I want to nominate something for “fastest-growing AI risk”, in the hope we can work together to manage it: complacency.
The AI early adopters — folks who have embedded generative AI use into their daily work routines (me and, I’m guessing, you) — tend to think we’ve got a pretty good grasp of the basics: when to use AI, how to prompt it. Unfortunately, the signs suggest we’ve still got further to go than we think.
I have two key pieces of evidence. First, we haven’t unlocked enough of the enormous productivity gains available at an organisational level. In fact, in some cases, we’re creating new burdens instead. Second, “What time is it?” was a trending prompt on Perplexity last Sunday morning, which is every kind of wrong.
Now, I know it wasn’t any of you. I’m not even angry; I’m just disappointed. But at a bare minimum, I think we can all agree it means we are – in general – not always using the right AI tools for right the job, in the right way.
So, harnessing my annoyance for practical use, here are three golden rules for AI that bear repeating.
Rule 1: Right-size your AI use — for the sake of planet and your brain
We can all enjoy the insanity of asking Perplexity the time while it’s displayed in the corner of the screen you’re already staring at, but it reveals a lot about how we’re using these tools. AI is powerful, but it isn’t magic, and it isn’t trivial.

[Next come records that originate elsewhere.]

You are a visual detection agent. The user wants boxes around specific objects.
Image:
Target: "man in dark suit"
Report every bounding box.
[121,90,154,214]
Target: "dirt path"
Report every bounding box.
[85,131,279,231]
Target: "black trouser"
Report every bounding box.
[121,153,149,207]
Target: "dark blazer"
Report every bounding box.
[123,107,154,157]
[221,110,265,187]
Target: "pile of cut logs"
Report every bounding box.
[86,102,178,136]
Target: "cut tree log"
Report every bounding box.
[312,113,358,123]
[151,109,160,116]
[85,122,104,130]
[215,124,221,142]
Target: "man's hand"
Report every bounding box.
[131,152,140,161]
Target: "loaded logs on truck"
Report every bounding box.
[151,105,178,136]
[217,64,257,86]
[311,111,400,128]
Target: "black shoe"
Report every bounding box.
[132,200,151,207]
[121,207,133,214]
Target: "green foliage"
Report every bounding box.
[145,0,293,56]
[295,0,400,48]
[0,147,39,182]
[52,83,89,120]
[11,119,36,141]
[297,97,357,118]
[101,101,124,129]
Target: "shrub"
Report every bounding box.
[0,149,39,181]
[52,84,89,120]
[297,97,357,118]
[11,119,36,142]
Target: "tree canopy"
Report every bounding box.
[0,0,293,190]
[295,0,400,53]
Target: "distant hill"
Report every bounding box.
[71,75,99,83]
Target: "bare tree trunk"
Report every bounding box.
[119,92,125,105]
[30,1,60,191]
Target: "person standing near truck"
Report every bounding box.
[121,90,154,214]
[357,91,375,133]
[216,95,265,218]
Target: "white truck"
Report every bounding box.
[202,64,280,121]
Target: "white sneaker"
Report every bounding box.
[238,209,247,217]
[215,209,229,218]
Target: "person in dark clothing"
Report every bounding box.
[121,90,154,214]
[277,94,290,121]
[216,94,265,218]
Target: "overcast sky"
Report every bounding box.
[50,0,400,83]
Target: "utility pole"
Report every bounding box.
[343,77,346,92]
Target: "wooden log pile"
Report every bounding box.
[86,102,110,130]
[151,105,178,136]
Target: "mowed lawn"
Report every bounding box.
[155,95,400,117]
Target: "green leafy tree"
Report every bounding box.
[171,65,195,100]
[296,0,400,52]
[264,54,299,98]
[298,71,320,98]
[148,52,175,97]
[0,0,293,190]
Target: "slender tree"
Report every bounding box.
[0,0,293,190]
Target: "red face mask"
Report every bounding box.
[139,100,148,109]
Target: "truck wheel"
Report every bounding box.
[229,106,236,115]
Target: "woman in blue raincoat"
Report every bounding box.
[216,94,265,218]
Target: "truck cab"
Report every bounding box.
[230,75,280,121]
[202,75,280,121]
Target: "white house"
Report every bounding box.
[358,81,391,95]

Generative AI, particularly large models, has distinctly non-trivial environmental impacts. Training and inference consume a lot of electricity, generate e-waste, require water for cooling, and rely on resource-intensive infrastructure. MIT News and the UNEP spell this out starkly.
On the human side, ‘cognitive offloading’ is bad for your brain: overusing AI for low-friction tasks dulls curiosity and erodes memory. In other words, it does you good to work things out for yourself sometimes.
So: use clocks, calculators and dictionaries for the little jobs they’re perfect for. Save generative AI for when you need messy information synthesised, creative leaps, or help with content quality. Even embedding the question “Is this prompt worth the AI energy cost?” as a mental checkpoint would make a difference. If enough people paused to ask it, the planet might thank us.
Rule 2: AI at work still needs real change management
Here’s what happens when you drop a “just use this AI tool” into workflows without structure: you get AI slop, duplication, confusion, and extra layers of checking.
This recent Harvard Business Review piece set out how “workslop” is seeping into offices, adding hours of cleanup rather than saving hours of drudgery. Many AI pilots fail to yield efficiency gains at all — one review found 95% delivered no productivity improvement. Famous AI blunders (biased dashboards, hallucinated policies, bots giving bad legal advice) show what happens without guardrails: things go sideways fast, and humans are left managing the fallout. The glow of the initial time saved quickly fades.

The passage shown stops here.